Jesus With The Redeemed
But all is not dark and dismal. For God also is in the business of restoring the years the locusts have eaten from those who have experienced years of sexual slavery. Such was my encounter with 3 of the former victims of the first ever convicted Canadian pedophile/sex tourist Donald Bakker. These special ones are now under the care of a Foster care program that Ratanak funds in Cambodia. I had the awesome privilege of spending a few hours with them, celebrating their birthdays, asking them about their hopes and dreams for the future. They are all believers, doing things that any teenager would do—enjoying junk food, going to youth camp, posing with their favorite stuffed animals, giggling and laughing as they each shared their hopes of being a lawyer, a hip hop instructor, or a business woman. But I was struck by their spiritual maturity as one of them prayed for us and asked that God would use the words that we had prayed for them to touch their hearts deeply. Their story and journey demonstrates the power of Christ to heal, to bind up wounds, to set free and to release new hope and new life. In them, I see evidences of God’s grace restoring and redeeming shattered lives.

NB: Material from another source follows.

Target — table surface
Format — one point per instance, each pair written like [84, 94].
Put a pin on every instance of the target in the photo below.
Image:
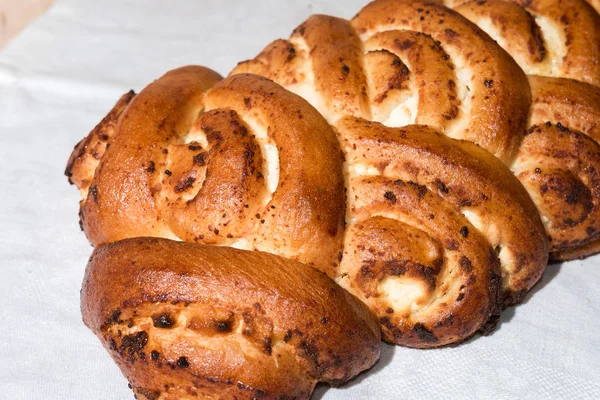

Indeed each of these stories are reminders that the oppressed and the brokenhearted will continue to call us out of our comfortable apathy and indifference, just as Christ himself calls us to set aside all that entangles and follow after Him. It is an emotional roller coaster with bitter and sweet moments intertwined, but the poor and the downcast are in need of hope and justice; they need mercy, they need love, they need to know that someone cares, they need to know that they matter and they need our time, even as Jesus seems to tell us that it is we who need their time. For in gaining a glimpse of their darkness, in spending time with them, I become more keenly aware of the words that Henri Nouwen once penned: In these suffering bodies of people we must be able to recognize the suffering Christ. They too are chosen, blessed, broken and given to the world. As we call one another to respond to the cries of these people and work together for justice and peace, we are caring for Christ, who suffered and died for the salvation of our world." In each one of them we not only see Jesus in disguise, but it is the poor and needy who teach us how to love Christ even more. In the cup of cold water delivered to the least of these, He is there among us demonstrating that His power indeed is made perfect in weakness.